One example is Hospital at Home, an initiative which allows patient to receive acute, hospital-level care in their own homes from medical professionals. A practice which is routinely undertaken in other parts of the world, it is seen as an important tool in reducing pressure on hospitals. But despite being in operation in NHS Lanarkshire since 2011 and subsequently adopted elsewhere, a survey of NHS boards in 2019 (before the pandemic) found that coverage across Scotland was “limited and uneven”.
Jeane Freeman, who was health secretary until she stood down as an MSP at the 2021 election, says the health service has to be quicker at recognising good innovation and rolling it out across the country.
“One of areas of reform that has been long talked about, ever since I chaired a health board myself, is the need for innovation that proves itself to be effective to be adopted without delay across the whole of the country,” she says.
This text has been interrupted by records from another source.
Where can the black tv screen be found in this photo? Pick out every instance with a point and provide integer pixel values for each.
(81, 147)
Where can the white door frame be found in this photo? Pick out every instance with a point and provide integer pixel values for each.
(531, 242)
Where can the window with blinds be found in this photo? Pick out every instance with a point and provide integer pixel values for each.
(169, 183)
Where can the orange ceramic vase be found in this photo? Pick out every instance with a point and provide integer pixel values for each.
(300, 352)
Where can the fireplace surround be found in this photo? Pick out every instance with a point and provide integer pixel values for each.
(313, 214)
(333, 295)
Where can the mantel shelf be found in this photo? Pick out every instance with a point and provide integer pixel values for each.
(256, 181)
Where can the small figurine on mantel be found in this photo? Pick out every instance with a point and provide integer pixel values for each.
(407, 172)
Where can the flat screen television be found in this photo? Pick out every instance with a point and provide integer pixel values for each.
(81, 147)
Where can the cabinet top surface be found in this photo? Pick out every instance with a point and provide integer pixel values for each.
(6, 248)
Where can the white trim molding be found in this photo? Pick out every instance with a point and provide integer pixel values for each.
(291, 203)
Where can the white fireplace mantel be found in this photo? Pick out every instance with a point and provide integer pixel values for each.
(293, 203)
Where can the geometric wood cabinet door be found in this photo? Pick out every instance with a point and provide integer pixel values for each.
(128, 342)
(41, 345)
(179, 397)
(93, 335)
“We’re still struggling with a situation where individual health boards can [choose] not to adopt good evidence-based practice that we see elsewhere. My personal view is that individual health boards perceive themselves to be autonomous units and I don’t believe they are – they are part of a national service.
“Where there is a clinically evidenced pathway that improves a patient’s outcomes, that is faster, and improves the patient’s experience, then there should be no question about that being adopted across the rest of the country. I’m afraid we’re stuck in too much process and too much bureaucracy.”
One major innovation which will be carried out at a Scotland-wide level is the creation of the new National Care Service, which has variously been described as both the biggest policy intervention since devolution and a “power grab” on behalf of central government. Freeman says it’s of critical importance, while Neil describes it as “ill thought-out”.
One of the few SNP politicians to openly admit voting for Brexit, Neil says the challenges in the social care sector could be ameliorated by paying staff a minimum of £15 an hour, helping to put an end to the high numbers who are leaving the profession for better-paid positions in retail and hospitality.
As pressure mounted on the health service in the early weeks of the new year, health secretary Humza Yousaf faced almost daily calls for his resignation. At First Minister’s Questions, the Tories raised the case of an 80-year-old man who waited over 12 hours for an ambulance after he broke his neck at Hogmanay. The Lib Dems said 22-year-old Maria, a Ukrainian refugee, had returned to Kyiv for medical attention because it was “less daunting” to see a doctor there than wait on the NHS.
Both Freeman and Neil know the demands of the job and are sympathetic towards the current incumbent, having faced calls for their own resignations in the past. Despite obvious failings under Yousaf’s watch, it’s clear the NHS faces similar challenges in England under the Tories and in Wales under Labour.
“Without in any way commenting on Humza particularly, I think the problem under successive administrations, both at Holyrood and Westminster, is that we’ve had too many health secretaries in for too short a period,” Neil says.
“We need money, staff, and bed capacity to be able to deliver. Until we do that, we’re going to continue to stumble from crisis to crisis.”